Pero, ¿de dónde vienen los fulanos probióticos? Son levaduras que se producen en el proceso de fermentación de frutas o de cualquier cosa que contenga glucosa, por ejemplo: el rico papelón o panela nuestra, la leche de cualquier tipo (incluso las leches vegetales), cereales como maíz, arroz o trigo. De allí, que todos los pueblos originarios del mundo tengan sus propios fermentos y, de hecho, por lo general son preparaciones consideradas especiales o sagradas, como el vino, la chicha o el yogurt.

Algunos pueblos asiáticos incrustan grandes vasijas de barro en la tierra llenándolas con mezclas de hierbas y especias, las dejan fermentar para condimentar todas sus comidas. Ello constituye la medicina que aportan a su alimento diario, el protector gástrico que no se compra en ninguna farmacia, más sencillo de hacer que un jugo verde.

Los pueblos nórdicos suelen tener en su gastronomía conservas que preservan los alimentos para los tiempos invernales. Es también el caso del famoso chucrut alemán (repollo fermentado) que se ha vuelto un furor en las redes y la gente se vuelve loca por saber preparar, quedando por lo general frustrada porque no es nada sencillito, como sí lo son nuestros fermentos originarios.

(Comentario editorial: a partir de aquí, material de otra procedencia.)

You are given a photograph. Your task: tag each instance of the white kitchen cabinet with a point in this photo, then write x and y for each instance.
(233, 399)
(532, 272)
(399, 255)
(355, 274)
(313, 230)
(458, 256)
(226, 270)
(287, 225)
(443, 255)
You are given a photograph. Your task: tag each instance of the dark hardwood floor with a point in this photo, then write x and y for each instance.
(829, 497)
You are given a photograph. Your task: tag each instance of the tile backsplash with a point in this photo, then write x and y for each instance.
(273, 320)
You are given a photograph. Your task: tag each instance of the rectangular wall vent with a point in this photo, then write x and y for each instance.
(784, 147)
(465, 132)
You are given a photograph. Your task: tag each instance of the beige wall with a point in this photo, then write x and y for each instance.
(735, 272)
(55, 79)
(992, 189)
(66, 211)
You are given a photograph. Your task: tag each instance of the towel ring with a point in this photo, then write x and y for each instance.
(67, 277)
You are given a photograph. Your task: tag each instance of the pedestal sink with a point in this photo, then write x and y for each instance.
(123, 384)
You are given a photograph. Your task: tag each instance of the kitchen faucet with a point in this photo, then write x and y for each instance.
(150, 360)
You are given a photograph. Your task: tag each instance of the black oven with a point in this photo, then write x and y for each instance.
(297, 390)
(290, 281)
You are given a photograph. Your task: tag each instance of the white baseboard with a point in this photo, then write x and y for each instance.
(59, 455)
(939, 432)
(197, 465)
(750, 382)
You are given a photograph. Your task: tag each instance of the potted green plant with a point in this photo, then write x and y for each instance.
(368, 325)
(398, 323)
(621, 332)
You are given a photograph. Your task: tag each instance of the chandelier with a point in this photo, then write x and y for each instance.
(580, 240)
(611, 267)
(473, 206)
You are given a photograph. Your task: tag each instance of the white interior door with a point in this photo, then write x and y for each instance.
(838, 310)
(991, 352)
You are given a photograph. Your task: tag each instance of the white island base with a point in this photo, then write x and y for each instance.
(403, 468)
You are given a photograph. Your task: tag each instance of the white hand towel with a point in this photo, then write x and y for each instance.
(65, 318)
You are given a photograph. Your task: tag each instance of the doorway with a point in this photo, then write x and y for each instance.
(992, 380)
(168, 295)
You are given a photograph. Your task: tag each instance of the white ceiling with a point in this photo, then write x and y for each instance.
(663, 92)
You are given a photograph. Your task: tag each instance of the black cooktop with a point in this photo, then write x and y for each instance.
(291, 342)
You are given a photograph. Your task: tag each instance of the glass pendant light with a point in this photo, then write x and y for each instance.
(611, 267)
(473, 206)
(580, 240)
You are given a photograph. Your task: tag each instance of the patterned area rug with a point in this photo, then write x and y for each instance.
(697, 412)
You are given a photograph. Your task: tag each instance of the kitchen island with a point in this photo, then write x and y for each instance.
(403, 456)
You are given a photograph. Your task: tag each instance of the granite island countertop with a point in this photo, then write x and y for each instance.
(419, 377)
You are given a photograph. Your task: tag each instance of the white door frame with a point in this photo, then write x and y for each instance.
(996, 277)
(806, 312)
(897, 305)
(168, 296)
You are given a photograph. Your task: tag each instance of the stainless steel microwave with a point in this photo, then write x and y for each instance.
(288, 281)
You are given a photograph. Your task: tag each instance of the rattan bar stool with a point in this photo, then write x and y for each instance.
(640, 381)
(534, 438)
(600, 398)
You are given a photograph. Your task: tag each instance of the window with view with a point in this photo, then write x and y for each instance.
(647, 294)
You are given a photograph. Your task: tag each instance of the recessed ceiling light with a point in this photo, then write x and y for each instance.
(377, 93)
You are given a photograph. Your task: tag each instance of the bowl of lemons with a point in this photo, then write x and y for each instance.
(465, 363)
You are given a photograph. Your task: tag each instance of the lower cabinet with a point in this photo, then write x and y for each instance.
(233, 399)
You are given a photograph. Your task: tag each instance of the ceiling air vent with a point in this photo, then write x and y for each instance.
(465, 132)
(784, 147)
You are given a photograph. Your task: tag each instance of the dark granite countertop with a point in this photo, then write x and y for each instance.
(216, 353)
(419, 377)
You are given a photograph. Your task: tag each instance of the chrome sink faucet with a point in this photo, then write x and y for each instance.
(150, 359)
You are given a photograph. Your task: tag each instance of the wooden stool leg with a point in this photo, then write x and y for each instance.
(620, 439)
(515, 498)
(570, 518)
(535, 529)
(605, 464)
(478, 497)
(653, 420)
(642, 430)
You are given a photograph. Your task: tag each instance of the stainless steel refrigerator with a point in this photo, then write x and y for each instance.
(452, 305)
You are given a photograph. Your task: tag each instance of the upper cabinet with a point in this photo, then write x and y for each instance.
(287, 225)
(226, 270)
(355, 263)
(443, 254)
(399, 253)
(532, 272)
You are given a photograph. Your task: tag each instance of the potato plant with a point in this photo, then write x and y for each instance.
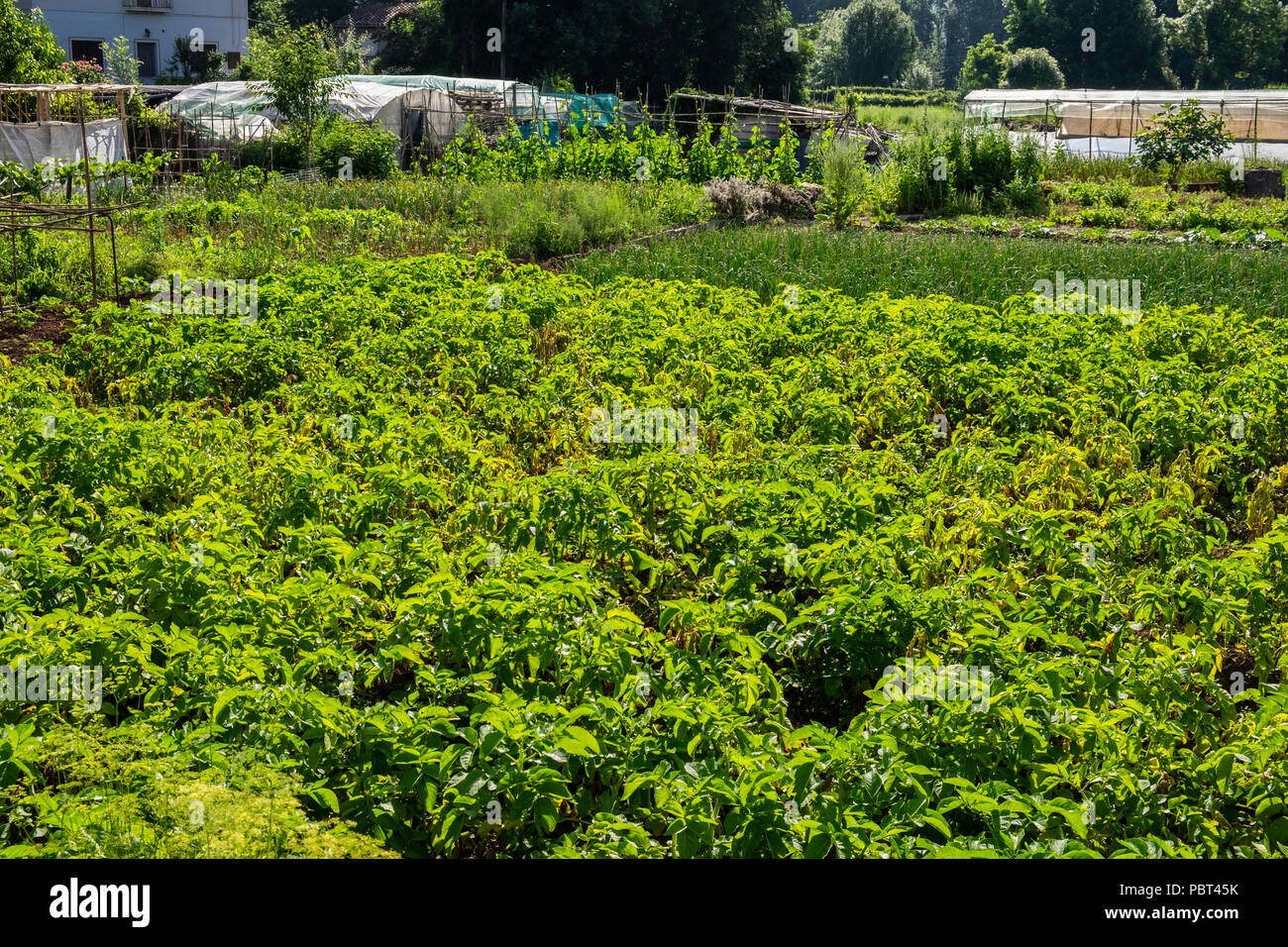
(365, 552)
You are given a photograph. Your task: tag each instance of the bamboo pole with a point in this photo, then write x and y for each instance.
(89, 198)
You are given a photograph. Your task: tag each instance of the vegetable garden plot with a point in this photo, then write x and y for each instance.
(935, 579)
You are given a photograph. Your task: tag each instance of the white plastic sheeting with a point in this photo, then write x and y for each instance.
(1254, 114)
(37, 144)
(520, 102)
(241, 111)
(378, 102)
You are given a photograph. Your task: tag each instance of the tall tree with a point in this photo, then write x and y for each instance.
(966, 22)
(868, 43)
(29, 52)
(1228, 44)
(1096, 43)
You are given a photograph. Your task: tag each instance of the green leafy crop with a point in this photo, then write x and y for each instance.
(360, 578)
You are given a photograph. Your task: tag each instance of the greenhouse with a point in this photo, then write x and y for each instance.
(1254, 115)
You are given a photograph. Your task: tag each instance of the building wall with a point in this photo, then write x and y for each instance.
(223, 24)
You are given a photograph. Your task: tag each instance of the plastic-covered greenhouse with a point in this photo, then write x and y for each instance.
(1249, 115)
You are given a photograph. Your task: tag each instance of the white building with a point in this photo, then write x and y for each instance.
(153, 27)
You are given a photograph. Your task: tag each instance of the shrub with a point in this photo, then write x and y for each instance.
(1183, 134)
(844, 182)
(373, 150)
(984, 64)
(1031, 68)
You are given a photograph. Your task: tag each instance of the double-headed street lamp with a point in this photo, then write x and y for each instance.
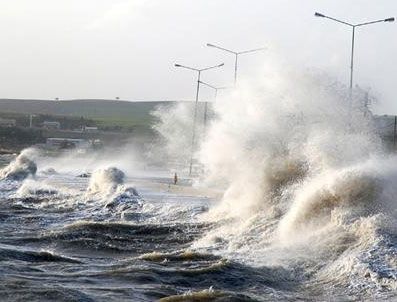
(353, 27)
(196, 105)
(216, 95)
(236, 54)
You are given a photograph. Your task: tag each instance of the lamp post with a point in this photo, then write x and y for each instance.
(195, 106)
(216, 89)
(353, 27)
(236, 54)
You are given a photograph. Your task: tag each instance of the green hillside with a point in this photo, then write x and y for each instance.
(106, 112)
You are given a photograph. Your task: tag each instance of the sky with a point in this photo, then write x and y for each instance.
(71, 49)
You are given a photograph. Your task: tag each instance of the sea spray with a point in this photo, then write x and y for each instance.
(306, 181)
(105, 181)
(22, 167)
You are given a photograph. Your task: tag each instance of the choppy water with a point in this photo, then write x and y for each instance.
(136, 241)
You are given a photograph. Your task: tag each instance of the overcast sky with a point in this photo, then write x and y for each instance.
(127, 48)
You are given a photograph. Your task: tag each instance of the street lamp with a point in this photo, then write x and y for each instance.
(236, 54)
(353, 26)
(216, 95)
(196, 104)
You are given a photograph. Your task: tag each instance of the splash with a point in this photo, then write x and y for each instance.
(306, 180)
(22, 167)
(105, 181)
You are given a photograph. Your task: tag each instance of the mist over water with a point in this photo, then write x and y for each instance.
(307, 185)
(293, 198)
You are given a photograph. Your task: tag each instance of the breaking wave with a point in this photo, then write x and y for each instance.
(307, 184)
(22, 167)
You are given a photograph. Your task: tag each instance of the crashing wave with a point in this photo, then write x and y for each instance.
(22, 167)
(105, 181)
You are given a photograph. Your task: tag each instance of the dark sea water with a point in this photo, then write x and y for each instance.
(141, 241)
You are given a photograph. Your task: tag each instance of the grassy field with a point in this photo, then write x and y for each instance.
(105, 112)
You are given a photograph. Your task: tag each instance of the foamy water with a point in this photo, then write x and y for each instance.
(293, 199)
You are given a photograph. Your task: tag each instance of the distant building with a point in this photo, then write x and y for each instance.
(7, 122)
(90, 129)
(66, 143)
(51, 125)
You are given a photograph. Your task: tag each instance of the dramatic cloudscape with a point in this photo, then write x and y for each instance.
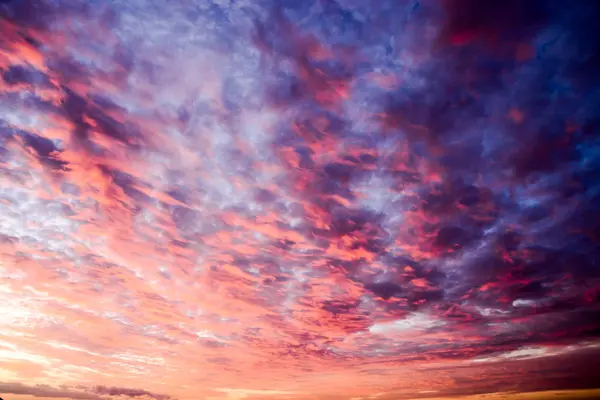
(299, 199)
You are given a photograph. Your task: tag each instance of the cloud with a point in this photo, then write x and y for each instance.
(314, 196)
(47, 391)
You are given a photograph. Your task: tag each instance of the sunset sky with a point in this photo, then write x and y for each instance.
(299, 199)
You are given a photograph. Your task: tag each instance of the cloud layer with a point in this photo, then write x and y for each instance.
(253, 198)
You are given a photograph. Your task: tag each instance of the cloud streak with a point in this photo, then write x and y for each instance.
(325, 198)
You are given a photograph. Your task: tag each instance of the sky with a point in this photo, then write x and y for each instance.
(316, 199)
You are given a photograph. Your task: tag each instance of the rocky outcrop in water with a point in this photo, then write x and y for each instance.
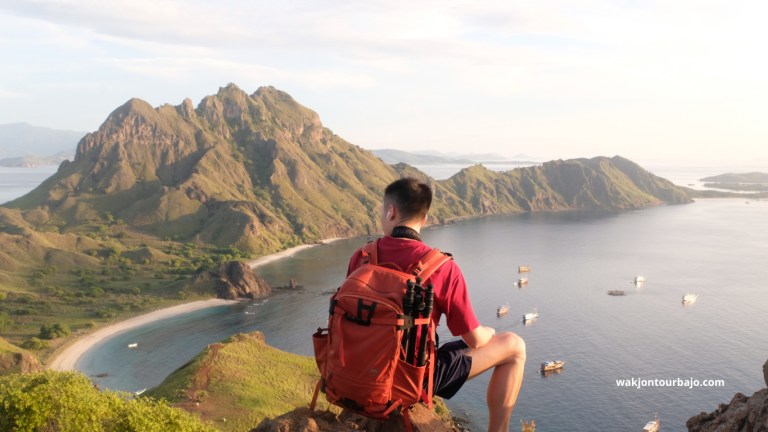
(303, 420)
(235, 280)
(742, 414)
(19, 363)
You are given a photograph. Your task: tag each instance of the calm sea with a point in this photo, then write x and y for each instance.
(15, 182)
(714, 248)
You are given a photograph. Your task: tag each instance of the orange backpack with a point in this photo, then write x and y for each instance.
(359, 354)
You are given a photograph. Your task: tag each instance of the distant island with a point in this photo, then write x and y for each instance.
(392, 156)
(157, 196)
(754, 177)
(739, 186)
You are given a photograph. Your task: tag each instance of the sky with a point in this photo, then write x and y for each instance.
(552, 79)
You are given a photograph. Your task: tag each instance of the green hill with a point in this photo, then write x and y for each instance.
(157, 195)
(243, 380)
(67, 401)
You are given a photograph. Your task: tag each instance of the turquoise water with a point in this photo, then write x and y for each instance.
(715, 248)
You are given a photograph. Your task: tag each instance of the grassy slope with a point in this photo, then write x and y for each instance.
(258, 172)
(246, 381)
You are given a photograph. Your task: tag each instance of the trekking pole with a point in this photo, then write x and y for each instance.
(418, 305)
(429, 298)
(407, 309)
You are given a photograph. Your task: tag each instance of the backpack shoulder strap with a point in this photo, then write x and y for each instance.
(429, 263)
(370, 252)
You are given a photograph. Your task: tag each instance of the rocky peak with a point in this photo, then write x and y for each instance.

Así como surgieron grandes “maestros chocolateros” en Europa a costa de nuestro cacao (el mejor del mundo), ahora también hay “maestros fermentistas”. Y, qué coincidencia, resulta que esto de los fermentos es tan bueno, que ahora el cacao preferido por dicho gremio es el producido en el estado Mérida, precisamente, porque lo ponen a fermentar en barriles de roble y adquiere un aroma y suavidad únicos.

Hablando del viejo continente y a propósito de su también viejísimo adagio “A donde fueres, haz lo que vieres”, hace algunos años estuvo machacándonos ese temita de las famosas dietas mediterráneas. ¿Que por qué los índices de obesidad y la tasa de infartos en los países con dieta mediterránea eran tan distintos a los de otros países… que si era por el vino, que si las estaciones, que tal y Pascual? La herencia cultural de algunos países como España, Francia, Italia y Grecia hace que lo que parecen copiosas bacanales, con demasiados quesos, harinas y cárnicos, sea en realidad un estilo alimentario equilibrado. En primer lugar: el vino. Comen con vino, toman vino como agua y el vino es un fermento suave. En segundo lugar, los quesos madurados (no cuajados), son fermentos. La panadería es de culto, así que no sacan el pan en dos horas para vender más, sino que dejan reposar las masas lo suficiente para que el gluten madure junto con las levaduras. Y, en cuarto lugar, esta gente tiene una dieta adaptada a su clima: comen grasas en invierno y vegetales frescos, yogourt y frutas en verano.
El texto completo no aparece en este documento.